Why is that good? Heh... because SQL Server isn't the only database in town. 😀 This article shows how it could be done either in other database engines which may not have an FTS capability or in a "custom database".
--Jeff Moden
Change is inevitable... Change for the better is not.
February 28, 2011 at 7:28 am
Or in a lower, cheaper edition.
February 28, 2011 at 7:47 am
I've been using FTS on a view composed of several tables, and this method works pretty well, as I can return ranked results using "contains table". Not sure if the method above allows for ranked results?
Also, you don't mention what happens if someone searches for "Hex Nuts" as opposed to "Hex Nut"...how do you account for that? I've resorted to stemming the search terms when the last characters are "s", "es", etc.
Does anyone have any links for "predictive" search solutions in MSSQL, to catch misspellings, etc?

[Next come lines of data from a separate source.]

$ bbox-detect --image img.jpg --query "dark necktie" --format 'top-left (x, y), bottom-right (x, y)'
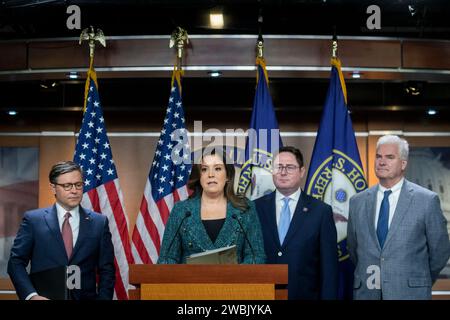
top-left (377, 190), bottom-right (392, 249)
top-left (278, 198), bottom-right (291, 244)
top-left (61, 212), bottom-right (73, 259)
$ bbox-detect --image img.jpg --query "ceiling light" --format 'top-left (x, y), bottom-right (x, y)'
top-left (405, 81), bottom-right (425, 96)
top-left (67, 71), bottom-right (78, 79)
top-left (208, 70), bottom-right (222, 78)
top-left (209, 13), bottom-right (223, 29)
top-left (352, 71), bottom-right (361, 79)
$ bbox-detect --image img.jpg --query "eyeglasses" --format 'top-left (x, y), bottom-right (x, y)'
top-left (54, 182), bottom-right (84, 191)
top-left (274, 164), bottom-right (299, 174)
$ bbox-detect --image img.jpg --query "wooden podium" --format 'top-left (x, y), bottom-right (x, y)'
top-left (129, 264), bottom-right (288, 300)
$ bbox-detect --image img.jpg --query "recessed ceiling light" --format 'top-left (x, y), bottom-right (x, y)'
top-left (208, 70), bottom-right (222, 78)
top-left (209, 13), bottom-right (223, 29)
top-left (67, 71), bottom-right (78, 79)
top-left (352, 71), bottom-right (361, 79)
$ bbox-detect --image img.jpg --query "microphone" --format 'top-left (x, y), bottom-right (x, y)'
top-left (231, 213), bottom-right (256, 264)
top-left (167, 211), bottom-right (192, 262)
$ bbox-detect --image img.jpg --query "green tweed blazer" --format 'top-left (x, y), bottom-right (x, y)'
top-left (158, 196), bottom-right (266, 264)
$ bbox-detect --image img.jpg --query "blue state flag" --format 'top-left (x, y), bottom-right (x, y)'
top-left (238, 58), bottom-right (282, 199)
top-left (305, 58), bottom-right (367, 299)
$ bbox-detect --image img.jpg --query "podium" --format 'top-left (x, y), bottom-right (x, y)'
top-left (128, 264), bottom-right (288, 300)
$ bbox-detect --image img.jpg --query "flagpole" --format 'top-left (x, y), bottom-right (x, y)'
top-left (78, 26), bottom-right (106, 112)
top-left (169, 27), bottom-right (189, 93)
top-left (331, 26), bottom-right (347, 105)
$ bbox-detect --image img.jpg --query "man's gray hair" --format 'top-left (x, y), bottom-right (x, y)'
top-left (377, 134), bottom-right (409, 160)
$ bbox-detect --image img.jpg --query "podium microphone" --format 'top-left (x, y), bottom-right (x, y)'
top-left (231, 213), bottom-right (256, 264)
top-left (167, 211), bottom-right (192, 260)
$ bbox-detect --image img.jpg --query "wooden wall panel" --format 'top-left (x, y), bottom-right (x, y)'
top-left (403, 41), bottom-right (450, 70)
top-left (22, 38), bottom-right (401, 69)
top-left (39, 137), bottom-right (75, 207)
top-left (0, 42), bottom-right (27, 70)
top-left (29, 41), bottom-right (89, 69)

February 28, 2011 at 8:11 am
Actually, I wrote of this just a week ago. The Contains function is often not sufficient for end user search. It doesn't handle misspellings, suggested search, implied "AND", and crashes on use of a noise word.
FTS is not simply an inverted index of words, but is dependent on the query pipelining that happens before the index is accessed.

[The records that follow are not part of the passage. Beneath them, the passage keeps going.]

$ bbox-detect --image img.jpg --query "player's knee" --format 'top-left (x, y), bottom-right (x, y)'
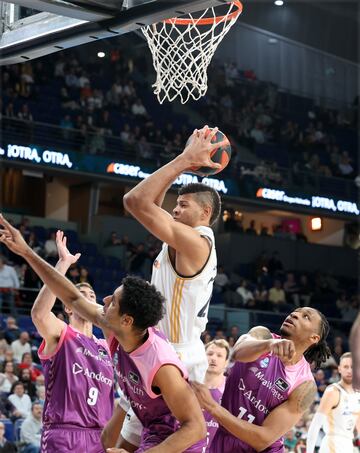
top-left (100, 426), bottom-right (110, 450)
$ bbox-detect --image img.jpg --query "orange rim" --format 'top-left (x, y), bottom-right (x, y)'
top-left (163, 0), bottom-right (243, 25)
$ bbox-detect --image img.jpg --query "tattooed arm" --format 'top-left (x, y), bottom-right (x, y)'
top-left (192, 381), bottom-right (316, 451)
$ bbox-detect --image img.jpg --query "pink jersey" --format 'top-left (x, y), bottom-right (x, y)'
top-left (109, 327), bottom-right (201, 453)
top-left (39, 323), bottom-right (114, 429)
top-left (210, 335), bottom-right (314, 453)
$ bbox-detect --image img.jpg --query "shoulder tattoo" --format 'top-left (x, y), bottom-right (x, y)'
top-left (296, 381), bottom-right (317, 413)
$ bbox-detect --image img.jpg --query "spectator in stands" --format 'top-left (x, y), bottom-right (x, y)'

February 28, 2011 at 8:43 am
KermitTheRock (2/28/2011)
Actually, I wrote of this just a week ago. The Contains function is often not sufficient for end user search. It doesn't handle misspellings, suggested search, implied "AND", and crashes on use of a noise word.FTS is not simply an inverted index of words, but is dependent on the query pipelining that happens before the index is accessed.
Hmmm...well I've worked some time on getting it to work reasonably well for a somewhat specialized database with lots of weird product names like "M&Ms". Not sure I understood what the consensus was on the previous thread, that "only google has the resources to do it", or "we only will do it when we're paid to do it"?
February 28, 2011 at 8:56 am
thx
going to have to play with this. i have a huge database on a SQL 2005 server with full text indexing enabled and it can really be a PITA a lot of times. sometimes simple searches are extremely slow for some reason and inserting large amounts of data into a FT enabled table is a major FAIL at least with 2005. i have to disable FT, run my inserts and then enable it again. and maintaining the FTI is also a PITA as i've had a few corruptions due to the backup running during the FT maintenance times
February 28, 2011 at 9:10 am
alen teplitsky (2/28/2011)
thxgoing to have to play with this. i have a huge database on a SQL 2005 server with full text indexing enabled and it can really be a PITA a lot of times. sometimes simple searches are extremely slow for some reason and inserting large amounts of data into a FT enabled table is a major FAIL at least with 2005. i have to disable FT, run my inserts and then enable it again. and maintaining the FTI is also a PITA as i've had a few corruptions due to the backup running during the FT maintenance times
Just curious, how big is "huge"? I haven't had any of the above problems on 2005/8.
February 28, 2011 at 9:16 am
about 400GB or so for 30 days of data
every day i have vb scripts dump security and application log data from domain controllers, sql and other servers into a central database. there are three tables with an average of 100 million rows for each one. i tried having one table per server but it was a major PITA with joins so i use one table for DC's, one for SQL servers and one for everything else. every morning there are SSRS reports that get fired off to people with app log errors, locked accounts, any data about anyone doing any kind of account manipulation in AD, etc.